ABD'nin gerilemesi, çoğunlukla uluslararası ilişkilerde hegemonyasının zayıflaması analiz edilerek ölçümleniyor. Hegemonya zayıflamasının iç dinamiklerle bağlantısı üzerinde pek durulmuyor.
Oysa hegemonya zayıflaması söz konusu ise, buna mutlaka iç dinamiklerde derinleşen gerileme eğilimi eşlik ediyor olmalı. İç dinamik her zaman esastır.
Yıllar önce “Amerikan Rüyası”nın cisimleşmiş hali olan Amerikan otomotiv sanayisinin merkezi Detroit'in çöküşünü inceleyen bir yazıyla konuya giriş denemesi yapmıştık (bkz Aydınlık, 22 Temmuz 2013). Detroit'teki son rezalet, beş-on yıl önce emekli olan insanların emekli maaşlarının yüzde 5'ine, kaynak yaratmak amacıyla el konulmasıdır.
Demek oluyor ki ABD'de başka şeylerin yanı sıra hak edilmiş emekli maaşları da güvencede değil artık. “Amerikan Kâbusu”...
Bu yazıda, ABD'nin stratejik sektörü gemi inşa sanayisinin çöküşünü inceleyeceğiz.
Denizci ülke ve dünya hegemonyası
Gemi inşa sanayisi, ABD'yi “denizci ülke” yapan ve ABD'nin dünya hegemonyasının maddi temelini atan sektör.
Amerikan hegemonyacılığının teorisini yapan Amiral Alfred Thayer Mahan'a göre, denize kıyıları olmayan ve toprak parçalarına sıkışıp kalmış olan devletler, ne kadar büyük olurlarsa olsunlar çökmekten kurtulamazlar.
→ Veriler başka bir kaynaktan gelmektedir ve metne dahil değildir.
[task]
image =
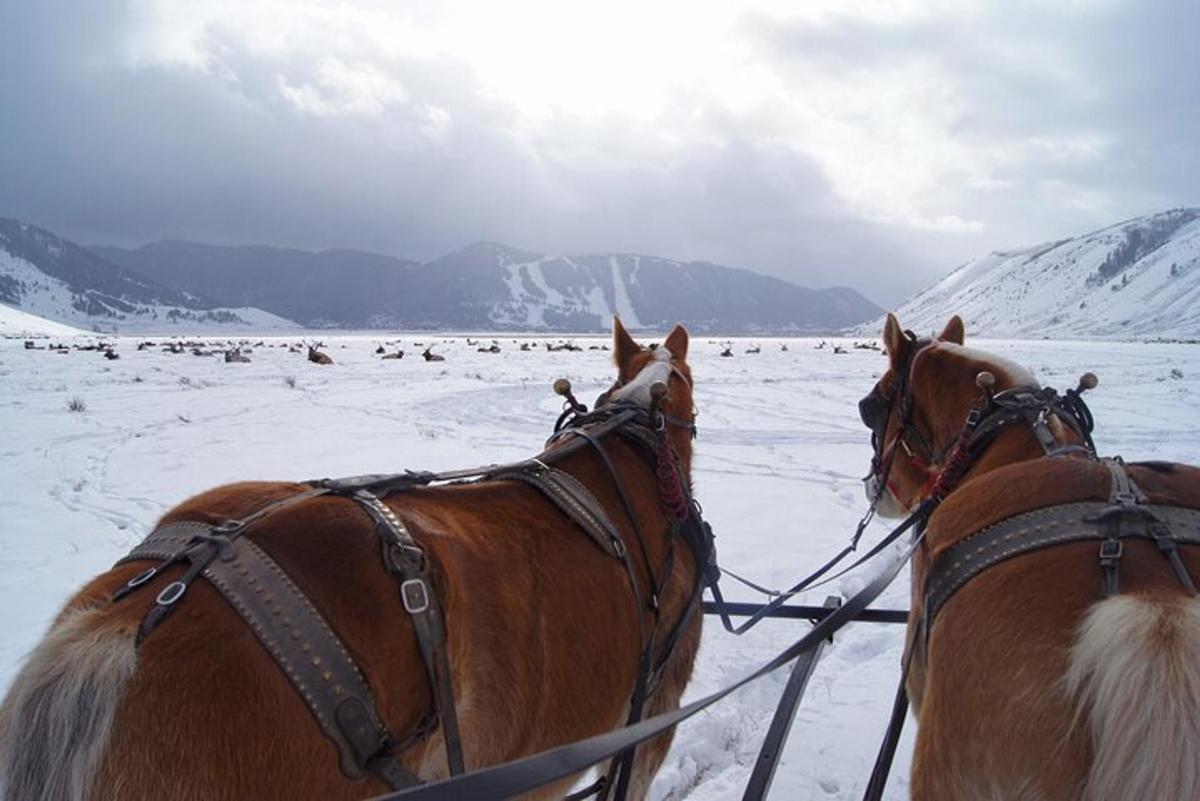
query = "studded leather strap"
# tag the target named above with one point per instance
(1044, 528)
(295, 634)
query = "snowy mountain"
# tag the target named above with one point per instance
(49, 277)
(321, 289)
(1132, 281)
(493, 287)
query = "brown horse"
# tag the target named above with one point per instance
(544, 637)
(1054, 674)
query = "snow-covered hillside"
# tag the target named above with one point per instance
(1137, 279)
(53, 278)
(15, 323)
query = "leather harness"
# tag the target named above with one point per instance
(312, 656)
(1127, 515)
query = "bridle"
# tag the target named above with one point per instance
(985, 420)
(876, 410)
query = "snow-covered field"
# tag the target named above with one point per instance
(778, 465)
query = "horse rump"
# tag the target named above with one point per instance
(57, 717)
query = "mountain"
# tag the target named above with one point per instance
(1139, 278)
(53, 278)
(327, 288)
(493, 287)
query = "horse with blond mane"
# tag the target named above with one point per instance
(538, 603)
(1054, 639)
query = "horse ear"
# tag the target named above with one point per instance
(623, 345)
(954, 331)
(677, 343)
(894, 341)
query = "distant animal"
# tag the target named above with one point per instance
(267, 572)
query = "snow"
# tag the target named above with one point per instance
(51, 299)
(778, 465)
(16, 323)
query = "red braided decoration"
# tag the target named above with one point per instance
(671, 495)
(952, 473)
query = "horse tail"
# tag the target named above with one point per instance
(57, 718)
(1134, 673)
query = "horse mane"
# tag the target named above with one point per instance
(639, 390)
(1007, 372)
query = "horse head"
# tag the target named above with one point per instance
(919, 408)
(640, 371)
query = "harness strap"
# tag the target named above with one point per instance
(1044, 528)
(295, 634)
(513, 778)
(594, 440)
(575, 500)
(406, 559)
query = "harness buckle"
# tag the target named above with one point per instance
(142, 578)
(1111, 550)
(171, 594)
(415, 595)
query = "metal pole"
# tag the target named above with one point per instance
(801, 612)
(781, 724)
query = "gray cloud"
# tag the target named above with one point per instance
(1062, 120)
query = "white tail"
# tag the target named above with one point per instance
(1135, 674)
(55, 721)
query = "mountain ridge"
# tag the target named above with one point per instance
(59, 281)
(1137, 278)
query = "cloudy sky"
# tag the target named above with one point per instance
(829, 142)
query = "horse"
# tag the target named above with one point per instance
(1054, 640)
(550, 634)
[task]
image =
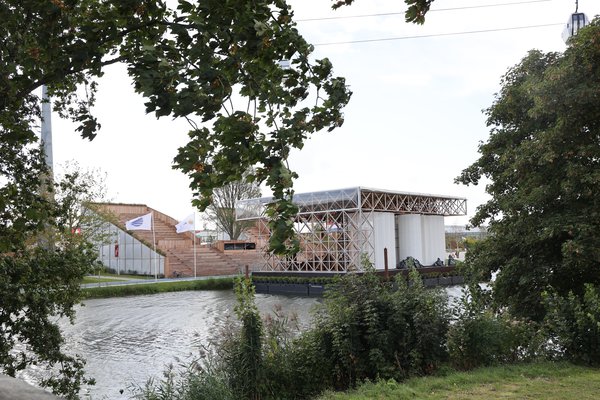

Toprak engel, deniz dümdüz ovaydı. Bu ovayı elinde tutacak güçlü bir donanmanın önünde hiçbir şey duramazdı. Güçlü donanmanın koruduğu güçlü bir ticaret filosuna sahip olan devlet, bütün dünyanın zenginliklerini sömürebilirdi.
Deniz gücü yalnızca savaş gemileri demek değildi, ticaret gemileri ve donanımlı deniz üsleri de deniz gücünün ayrılmaz parçalarıydı. Güçlü savaş filoları ve deniz çarpışmaları belirli bir hedefe giden araçlardı. Ticaret ve savaş filoları varlıklarını tek başlarına sürdüremezlerdi.
1890’lara girildiğinde ABD'nin iki adet ikinci sınıf savaş gemisi (Maine ve Texas) ile bir düzine kadar hafif kruvazörü vardı. Mahan'ın Deniz Gücünün Tarihe Etkisi kitabı yayınlandığı sırada üç adet birinci sınıf savaş gemisinin daha inşasına girişildi.
Donanma, İkinci Dünya Savaşı'nın sonuna kadar ABD'nin biricik stratejik kuvvetiydi. Japonya'ya atom bombaları atıldıktan sonra Stratejik Hava Kuvvetleri ve Uzay Kuvvetleri donanma ile aynı konumu paylaşır oldular.
Amerikan donanması bir ara Mahan'ın hayâl ettiği gibi dünyanın en büyük donanması oldu. Halen 291 savaş gemisi, biri inşa safhasında (yıllardır bitmeyen bir inşa safhası) 12 uçak gemisi, kimisi nükleer yakıtla çalışan 60 dolayında denizaltısı ve yardımcı gemileri var.
Senatör Dan Sullivan’ın yakınlarda yaptığı açıklamaya göre, şimdilerde Çin donanması Amerikan donanmasından daha büyük:
“Bizim 291 gemimize karşılık yaklaşık 370 gemileri var. Geçen yıl filolarına 30 gemi eklediler. Bunlar 15’i kruvazör, destroyer ve bir uçak gemisi de dâhil olmak üzere büyük su üstü savaş gemileriydi. Biz ise iki tane ekledik.”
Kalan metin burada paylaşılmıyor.